それで、鳥園寺さんにはホップの、十姉妹の飼い方を教えて貰おうと思って昼休みにお邪魔して、あれこれ話を聞いていただけです。別にその、やましい事はありませんよ」
源吾郎は一度歩を止めると、懐からスマホを取り出して一枚の画像を呼び寄せた。源吾郎の自室で撮影したホップの画像である。綺麗にホップの姿が写った写真は少ないが、今回は一枚見せれば事足りるであろう。

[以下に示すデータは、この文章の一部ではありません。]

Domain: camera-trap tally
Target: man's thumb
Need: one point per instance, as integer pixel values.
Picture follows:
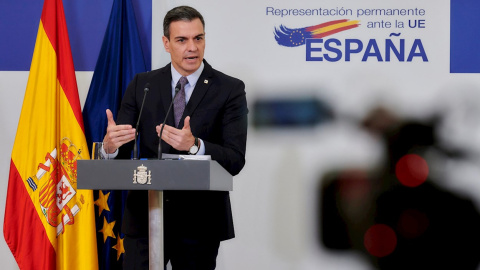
(186, 123)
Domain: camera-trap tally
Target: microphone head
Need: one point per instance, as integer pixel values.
(147, 87)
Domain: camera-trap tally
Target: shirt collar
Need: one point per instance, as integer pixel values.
(192, 78)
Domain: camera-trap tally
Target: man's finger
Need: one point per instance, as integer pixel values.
(110, 118)
(186, 123)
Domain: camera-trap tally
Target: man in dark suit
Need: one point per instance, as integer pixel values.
(214, 122)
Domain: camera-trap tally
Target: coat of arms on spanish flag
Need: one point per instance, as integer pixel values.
(49, 223)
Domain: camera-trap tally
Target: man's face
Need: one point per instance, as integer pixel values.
(186, 45)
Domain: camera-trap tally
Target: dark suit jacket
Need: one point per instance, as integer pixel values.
(218, 115)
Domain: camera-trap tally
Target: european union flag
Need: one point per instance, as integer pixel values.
(291, 37)
(120, 58)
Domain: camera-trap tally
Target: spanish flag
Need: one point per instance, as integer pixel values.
(49, 224)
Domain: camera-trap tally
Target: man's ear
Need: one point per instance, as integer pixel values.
(166, 43)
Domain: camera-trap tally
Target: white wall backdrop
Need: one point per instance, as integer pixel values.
(275, 197)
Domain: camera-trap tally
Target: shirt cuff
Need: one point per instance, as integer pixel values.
(108, 156)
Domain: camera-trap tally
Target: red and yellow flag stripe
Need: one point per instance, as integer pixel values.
(49, 224)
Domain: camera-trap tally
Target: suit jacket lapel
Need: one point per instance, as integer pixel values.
(166, 92)
(203, 83)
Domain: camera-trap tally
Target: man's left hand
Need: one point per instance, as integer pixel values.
(180, 139)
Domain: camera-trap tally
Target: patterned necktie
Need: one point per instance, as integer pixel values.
(179, 102)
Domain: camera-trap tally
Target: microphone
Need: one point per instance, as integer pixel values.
(135, 147)
(177, 89)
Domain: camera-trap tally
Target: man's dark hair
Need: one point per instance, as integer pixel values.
(181, 13)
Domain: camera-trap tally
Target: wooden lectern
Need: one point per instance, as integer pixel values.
(154, 176)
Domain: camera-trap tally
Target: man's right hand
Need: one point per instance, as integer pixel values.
(117, 135)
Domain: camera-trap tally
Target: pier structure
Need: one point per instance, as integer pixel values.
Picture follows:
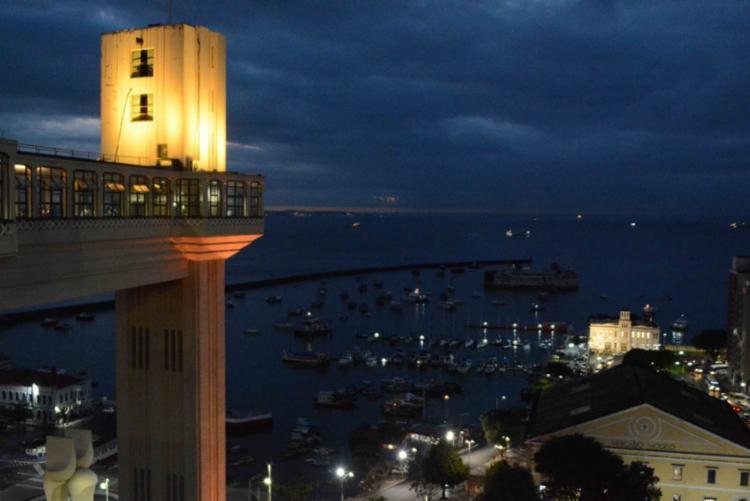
(152, 218)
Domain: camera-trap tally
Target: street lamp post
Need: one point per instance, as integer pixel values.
(104, 485)
(268, 482)
(342, 474)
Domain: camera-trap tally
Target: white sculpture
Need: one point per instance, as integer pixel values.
(68, 461)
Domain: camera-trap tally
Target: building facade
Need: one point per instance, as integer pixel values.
(163, 96)
(50, 397)
(738, 327)
(698, 447)
(615, 336)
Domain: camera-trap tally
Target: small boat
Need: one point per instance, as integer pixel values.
(334, 399)
(305, 359)
(85, 316)
(62, 326)
(346, 360)
(237, 423)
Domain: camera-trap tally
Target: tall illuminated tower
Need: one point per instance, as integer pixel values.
(163, 96)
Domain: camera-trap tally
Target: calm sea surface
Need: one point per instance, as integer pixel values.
(678, 267)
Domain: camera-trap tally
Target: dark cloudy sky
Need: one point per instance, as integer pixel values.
(631, 106)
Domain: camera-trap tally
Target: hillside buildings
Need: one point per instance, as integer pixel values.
(738, 328)
(698, 447)
(614, 336)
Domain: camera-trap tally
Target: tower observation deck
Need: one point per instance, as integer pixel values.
(153, 217)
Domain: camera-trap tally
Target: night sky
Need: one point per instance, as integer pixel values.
(637, 107)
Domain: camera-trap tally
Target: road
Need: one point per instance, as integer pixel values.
(399, 490)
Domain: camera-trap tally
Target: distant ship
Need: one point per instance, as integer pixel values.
(555, 280)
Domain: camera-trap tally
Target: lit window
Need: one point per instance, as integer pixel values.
(142, 63)
(677, 471)
(142, 108)
(711, 476)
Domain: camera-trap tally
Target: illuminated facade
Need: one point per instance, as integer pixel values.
(698, 447)
(738, 349)
(616, 336)
(163, 96)
(153, 217)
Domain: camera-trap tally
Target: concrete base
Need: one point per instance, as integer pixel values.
(171, 388)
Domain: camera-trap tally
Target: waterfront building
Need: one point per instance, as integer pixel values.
(698, 447)
(152, 217)
(617, 335)
(738, 327)
(49, 396)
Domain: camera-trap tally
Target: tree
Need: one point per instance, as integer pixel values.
(596, 474)
(443, 466)
(498, 423)
(713, 341)
(505, 482)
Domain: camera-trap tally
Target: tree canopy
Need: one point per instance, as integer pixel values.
(443, 466)
(579, 468)
(506, 482)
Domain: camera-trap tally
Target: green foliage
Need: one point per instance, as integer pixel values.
(578, 468)
(294, 491)
(499, 422)
(505, 482)
(443, 466)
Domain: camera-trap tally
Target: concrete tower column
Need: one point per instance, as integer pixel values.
(171, 388)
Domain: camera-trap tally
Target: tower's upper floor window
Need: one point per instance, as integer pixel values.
(142, 108)
(142, 63)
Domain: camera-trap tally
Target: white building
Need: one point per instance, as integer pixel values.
(52, 397)
(614, 336)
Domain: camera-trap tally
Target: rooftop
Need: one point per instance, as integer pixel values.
(27, 377)
(572, 403)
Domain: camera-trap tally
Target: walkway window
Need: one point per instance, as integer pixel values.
(113, 189)
(235, 198)
(256, 199)
(214, 198)
(138, 195)
(187, 197)
(142, 63)
(4, 163)
(142, 108)
(160, 197)
(23, 191)
(52, 184)
(711, 476)
(84, 193)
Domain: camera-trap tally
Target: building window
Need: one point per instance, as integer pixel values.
(52, 187)
(113, 189)
(214, 198)
(711, 476)
(235, 198)
(160, 197)
(84, 193)
(137, 197)
(256, 199)
(142, 63)
(187, 197)
(677, 471)
(142, 108)
(23, 191)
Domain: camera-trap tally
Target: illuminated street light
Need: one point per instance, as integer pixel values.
(104, 485)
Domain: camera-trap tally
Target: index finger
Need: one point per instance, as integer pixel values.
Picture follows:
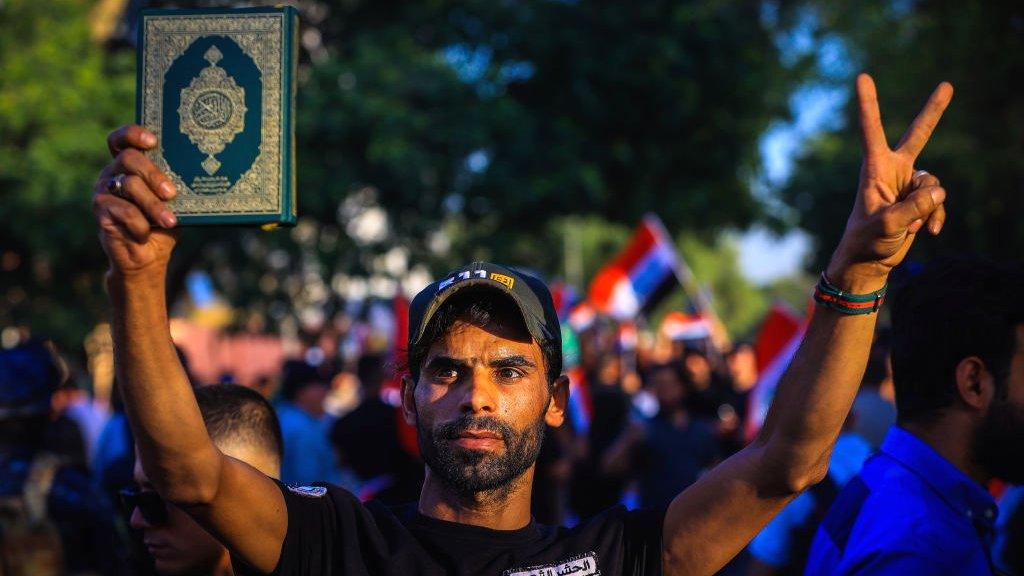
(871, 135)
(131, 135)
(921, 129)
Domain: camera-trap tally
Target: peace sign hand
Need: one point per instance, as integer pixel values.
(894, 202)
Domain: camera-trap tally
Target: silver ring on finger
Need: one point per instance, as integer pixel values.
(116, 186)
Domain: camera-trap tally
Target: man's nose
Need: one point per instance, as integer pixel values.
(479, 394)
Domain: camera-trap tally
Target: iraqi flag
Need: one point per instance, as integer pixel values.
(679, 326)
(780, 334)
(640, 276)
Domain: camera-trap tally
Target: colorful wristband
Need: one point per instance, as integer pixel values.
(826, 294)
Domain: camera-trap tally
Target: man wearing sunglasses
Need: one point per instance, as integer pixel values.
(242, 425)
(484, 379)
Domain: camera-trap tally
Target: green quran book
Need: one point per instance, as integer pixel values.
(217, 88)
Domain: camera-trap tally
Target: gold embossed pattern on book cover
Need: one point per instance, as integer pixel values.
(214, 103)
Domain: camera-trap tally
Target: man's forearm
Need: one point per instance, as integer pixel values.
(814, 397)
(174, 447)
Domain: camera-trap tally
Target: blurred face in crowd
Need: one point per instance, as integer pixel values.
(743, 367)
(610, 371)
(311, 398)
(698, 369)
(481, 405)
(668, 387)
(180, 546)
(999, 437)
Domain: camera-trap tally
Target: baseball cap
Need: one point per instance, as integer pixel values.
(529, 294)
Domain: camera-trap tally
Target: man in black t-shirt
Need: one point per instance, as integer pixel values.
(484, 379)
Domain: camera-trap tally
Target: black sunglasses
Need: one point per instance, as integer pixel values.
(147, 501)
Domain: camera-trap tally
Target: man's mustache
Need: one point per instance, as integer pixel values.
(454, 428)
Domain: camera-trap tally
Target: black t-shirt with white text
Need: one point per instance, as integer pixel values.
(330, 532)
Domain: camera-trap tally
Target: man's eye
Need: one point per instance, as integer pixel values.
(446, 374)
(509, 373)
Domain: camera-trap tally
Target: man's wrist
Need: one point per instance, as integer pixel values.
(857, 279)
(146, 279)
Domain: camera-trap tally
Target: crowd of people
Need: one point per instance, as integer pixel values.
(495, 439)
(652, 418)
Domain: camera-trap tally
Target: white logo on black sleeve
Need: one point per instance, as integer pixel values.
(583, 565)
(308, 491)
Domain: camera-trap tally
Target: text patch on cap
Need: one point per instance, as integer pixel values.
(508, 281)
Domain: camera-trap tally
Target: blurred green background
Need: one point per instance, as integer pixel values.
(534, 133)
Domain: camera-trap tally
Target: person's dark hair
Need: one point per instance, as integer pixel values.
(296, 374)
(238, 414)
(954, 309)
(477, 306)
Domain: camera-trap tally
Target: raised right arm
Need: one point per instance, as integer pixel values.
(236, 502)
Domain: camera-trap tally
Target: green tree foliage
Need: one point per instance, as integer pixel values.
(59, 95)
(476, 126)
(978, 148)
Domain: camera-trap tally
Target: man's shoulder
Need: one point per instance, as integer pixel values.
(883, 513)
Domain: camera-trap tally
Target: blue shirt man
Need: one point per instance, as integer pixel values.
(783, 544)
(908, 511)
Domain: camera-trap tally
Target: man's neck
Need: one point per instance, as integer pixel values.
(505, 508)
(951, 438)
(223, 567)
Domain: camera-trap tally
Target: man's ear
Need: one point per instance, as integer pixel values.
(975, 383)
(559, 400)
(408, 399)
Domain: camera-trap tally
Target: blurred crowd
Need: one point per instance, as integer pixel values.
(649, 413)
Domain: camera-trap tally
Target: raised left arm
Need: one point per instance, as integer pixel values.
(712, 521)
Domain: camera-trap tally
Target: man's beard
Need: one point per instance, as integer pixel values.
(473, 471)
(998, 441)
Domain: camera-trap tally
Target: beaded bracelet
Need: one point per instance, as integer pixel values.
(826, 294)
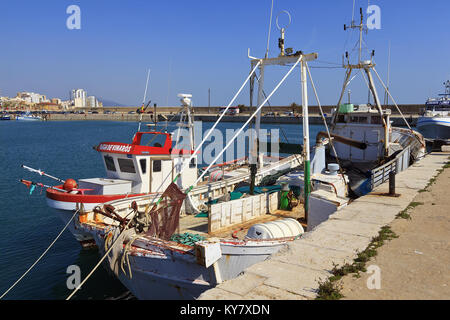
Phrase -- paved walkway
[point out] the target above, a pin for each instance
(416, 265)
(294, 272)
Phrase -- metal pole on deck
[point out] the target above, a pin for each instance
(307, 164)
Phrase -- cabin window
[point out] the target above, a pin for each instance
(376, 120)
(341, 118)
(156, 165)
(126, 165)
(192, 164)
(153, 140)
(143, 163)
(110, 163)
(356, 119)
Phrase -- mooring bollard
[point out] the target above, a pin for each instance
(392, 183)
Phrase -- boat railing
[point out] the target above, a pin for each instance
(400, 163)
(211, 189)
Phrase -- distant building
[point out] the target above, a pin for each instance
(79, 98)
(92, 102)
(31, 97)
(55, 101)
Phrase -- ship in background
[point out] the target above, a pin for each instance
(434, 124)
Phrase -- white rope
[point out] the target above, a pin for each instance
(220, 118)
(99, 263)
(249, 119)
(46, 250)
(395, 103)
(324, 121)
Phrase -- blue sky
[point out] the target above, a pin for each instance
(191, 46)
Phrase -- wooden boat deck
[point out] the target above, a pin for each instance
(199, 225)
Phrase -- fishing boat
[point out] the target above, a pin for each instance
(146, 166)
(5, 116)
(158, 252)
(28, 116)
(364, 142)
(434, 124)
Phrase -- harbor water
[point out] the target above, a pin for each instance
(27, 225)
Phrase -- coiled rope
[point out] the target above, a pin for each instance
(42, 255)
(103, 258)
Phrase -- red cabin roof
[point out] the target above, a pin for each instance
(141, 146)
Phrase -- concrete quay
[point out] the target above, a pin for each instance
(313, 119)
(294, 272)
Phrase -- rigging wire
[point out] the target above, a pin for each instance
(41, 256)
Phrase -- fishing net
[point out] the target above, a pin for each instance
(165, 215)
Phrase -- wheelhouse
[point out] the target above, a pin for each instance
(148, 164)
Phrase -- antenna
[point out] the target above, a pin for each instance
(146, 85)
(282, 31)
(361, 29)
(268, 35)
(386, 98)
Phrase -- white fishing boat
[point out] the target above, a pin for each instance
(140, 237)
(28, 116)
(363, 139)
(146, 166)
(434, 124)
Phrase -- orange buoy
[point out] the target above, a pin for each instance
(70, 184)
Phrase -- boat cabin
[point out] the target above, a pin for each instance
(148, 164)
(366, 125)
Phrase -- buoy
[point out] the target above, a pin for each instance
(70, 184)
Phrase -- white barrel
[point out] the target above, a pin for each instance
(287, 227)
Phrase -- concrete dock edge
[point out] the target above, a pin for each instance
(294, 272)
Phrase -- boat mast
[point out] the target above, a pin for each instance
(287, 57)
(365, 65)
(306, 153)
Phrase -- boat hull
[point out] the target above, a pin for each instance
(434, 128)
(65, 205)
(21, 118)
(164, 270)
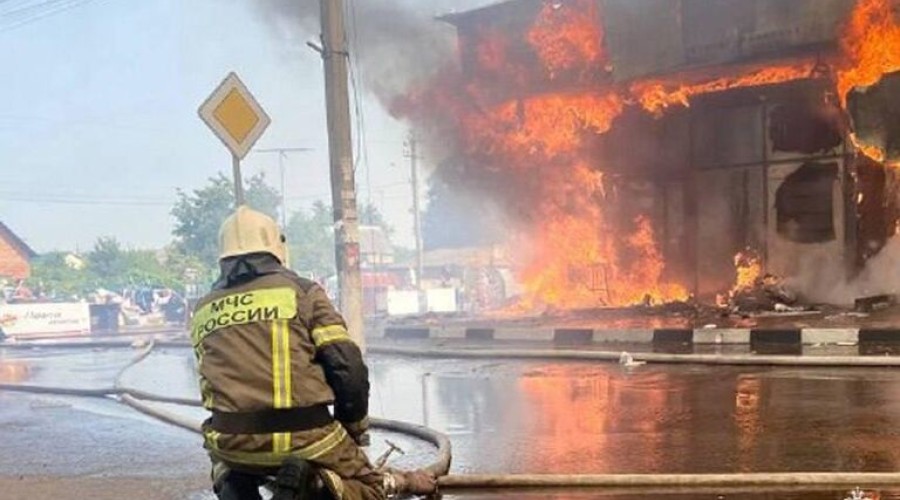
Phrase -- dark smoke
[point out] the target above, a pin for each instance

これがうちのカワイ子ちゃんですよ。何とかきちんとホップが写っている画像を、源吾郎は印籠よろしく柳澤に見せた。仏頂面だった彼の顔は、十姉妹の画像を見た事であっけなく笑みほころんだ。
「ああなんだ。君も鳥を飼い始めたのか。それならば完全に俺の誤解だな」
疑ってすまない。源吾郎に視線を戻した柳澤は、何と頭を下げて軽く謝罪をしたのだ。何のかんの言っても鳥好きには悪い奴はいない。そんな独り言を彼は口にしている。目を瞬かせる源吾郎を一瞥し、彼は言葉を続けていた。
「それならば鳥園寺さんに話しかけたのも解るなぁ。彼女、鳥の事も詳しいし気立ての良い娘だしな。鳥絡みの事で相談したくなるのも無理からぬ話だよ。それにまぁ、彼女と鳥の話をしているだけだったのなら、俺も安心したよ」
柳澤が一人勝手に安心する中、源吾郎も実は安心していた。柳澤が源吾郎に唐突に絡んできた理由がうっすらと解ったからだ。
きっと柳澤は鳥園寺さんに好意を抱いており、その鳥園寺さんと親しげに話していた源吾郎に軽いジェラシーでも感じていたのだろう。